I'm not sure what you're talking about, nobody said anything about slow performance. We're taking about having less resources for the apps to take advantage of.
In the case of iOS, when there's not enough memory, it starts to terminate other processes like your backgrounded apps, and it'd eventually stop holding on to some of the purgable memory space that your current focus app is using.
For an example, suppose you were using Mail and Twitter, you click on a link in either app to open in Safari. If you open a new tab in Mobile Safari and there's not enough memory, iOS will start to terminate Mail and Twitter processes. Meaning that if you go back to either one, you have to wait a few seconds for it to reload from the disk instead of an instant app switch. Suppose you then go back to Mobile Safari, you'll see the tab you had will reload itself because it was cached and iOS terminated it in the background due to low memory.

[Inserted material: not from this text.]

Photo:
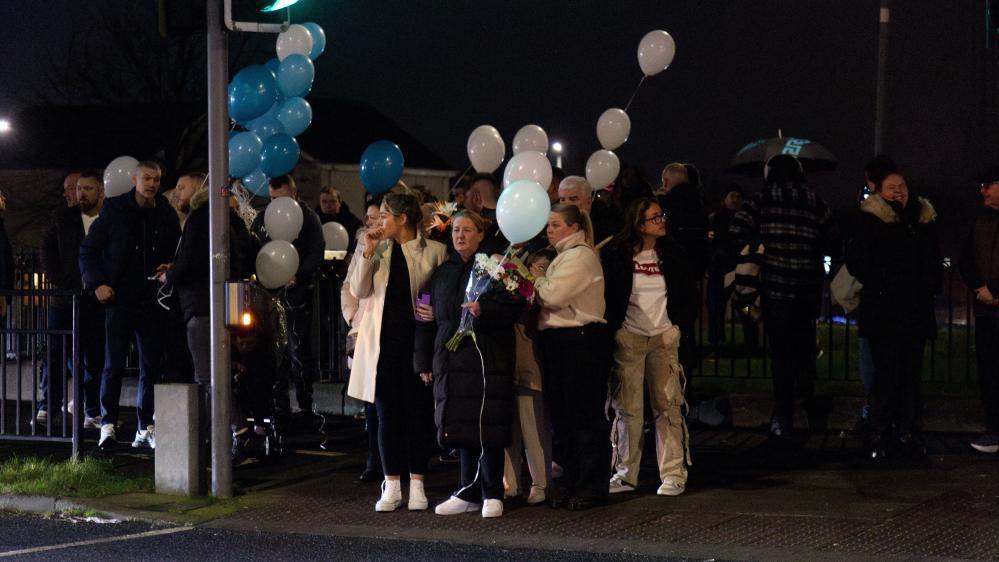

If iOS has the full 1GB of memory available (suppose we don't include iOS's processes here), those apps could all be waiting for you to switch instantly and you could have 5+ tabs opened before iOS started terminating processes.
With 64-bit CPUs and 64-bit apps (Mail already is, I think Twitterrific just optimized for 64-bit in the last app), you now have less than 700MB (since 64-bit apps eat up 30% more by default) and a 100-200MB used by iOS, you have practically around 512mb or less free available memory, that's not much. I am being very simplistic here with the numbers but that's what AnandTech found with the 64-bit processes.
If you're not doing a lot of things, iPad Air will be awesome. If you are, you'll start seeing the RAM starvation quickly than you're used to on the last two previous iPads.
I like that Apple went 64-bit to prepare for the future but they didn't do it right by not doubling the RAM IMO.